Am 24. Mai 1908 war die kurze, wechselvolle und zugleich unruhige Zeit der Brauerei beendet. Denn zu jener Zeit übernahmen die Gebrüder Becker die Brauerei. Sie hatten klare Vorstellungen, bauten das Haus im Stile eines alten Zunfthauses um und benannten es, sich an den Geist der friedlichen Revolution von 1396 in Köln erinnernd, in die Obergärige Bierbrauerei „In der Gaffel“ um.

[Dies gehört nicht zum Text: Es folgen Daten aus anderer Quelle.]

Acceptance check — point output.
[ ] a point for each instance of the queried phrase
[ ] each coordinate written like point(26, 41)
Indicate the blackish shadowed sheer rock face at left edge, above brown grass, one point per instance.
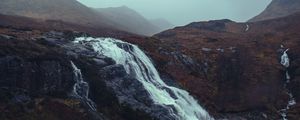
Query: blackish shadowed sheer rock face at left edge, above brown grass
point(35, 76)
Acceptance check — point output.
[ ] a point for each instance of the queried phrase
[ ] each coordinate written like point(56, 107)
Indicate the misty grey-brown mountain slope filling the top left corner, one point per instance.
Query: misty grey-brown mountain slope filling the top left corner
point(65, 10)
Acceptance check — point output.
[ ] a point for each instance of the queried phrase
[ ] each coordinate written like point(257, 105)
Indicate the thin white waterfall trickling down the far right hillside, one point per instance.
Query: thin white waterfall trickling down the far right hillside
point(286, 63)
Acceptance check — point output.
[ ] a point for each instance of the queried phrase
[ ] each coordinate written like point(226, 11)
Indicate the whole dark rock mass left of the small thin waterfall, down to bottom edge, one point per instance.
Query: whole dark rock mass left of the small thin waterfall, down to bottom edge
point(28, 78)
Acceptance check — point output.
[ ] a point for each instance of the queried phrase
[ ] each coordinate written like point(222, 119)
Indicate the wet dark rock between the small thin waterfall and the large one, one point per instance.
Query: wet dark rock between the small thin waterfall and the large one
point(131, 93)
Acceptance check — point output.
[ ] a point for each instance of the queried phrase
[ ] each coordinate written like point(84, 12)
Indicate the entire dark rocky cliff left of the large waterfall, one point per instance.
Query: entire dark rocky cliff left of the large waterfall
point(37, 81)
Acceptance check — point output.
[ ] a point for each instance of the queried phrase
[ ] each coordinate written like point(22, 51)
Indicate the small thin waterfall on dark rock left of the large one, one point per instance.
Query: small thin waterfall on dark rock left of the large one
point(81, 88)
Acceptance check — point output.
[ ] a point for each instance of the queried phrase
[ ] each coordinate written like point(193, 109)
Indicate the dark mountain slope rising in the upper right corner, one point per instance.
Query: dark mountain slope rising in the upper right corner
point(278, 8)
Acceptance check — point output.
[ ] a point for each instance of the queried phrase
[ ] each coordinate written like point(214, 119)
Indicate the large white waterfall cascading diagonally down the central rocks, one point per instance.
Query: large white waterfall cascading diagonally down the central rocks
point(136, 63)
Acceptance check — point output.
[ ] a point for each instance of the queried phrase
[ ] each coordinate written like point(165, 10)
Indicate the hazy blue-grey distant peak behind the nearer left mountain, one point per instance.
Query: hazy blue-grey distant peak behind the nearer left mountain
point(130, 19)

Ihr Einfallsreichtum kam nicht von ungefähr. Die Gebrüder Becker waren erfahrene Unternehmer, die im Norden Kölns, in Roggendorf-Tenhoven, einen Landhandel betrieben. Getreide, Dünger, aber auch Kohle waren ihr Metier. Sie besaßen in Worringen eine Dachziegelei und ein Dampfsägewerk sowie seit 1884 in Dormagen eine Brauerei. Was lag näher, als auch in Köln selbst eine eigene Brauerei zu erwerben.

Die Obergärige Brauerei „In der Gaffel“ war keine große Brauerei, aber sie war aufstrebend und machte sich schnell einen Namen. Der Eigelstein Nr. 41 wurde zu einem beliebten Platz für alle Kölner, sein ausgezeichnetes obergäriges Bier und seine gute Küche waren stadtbekannt.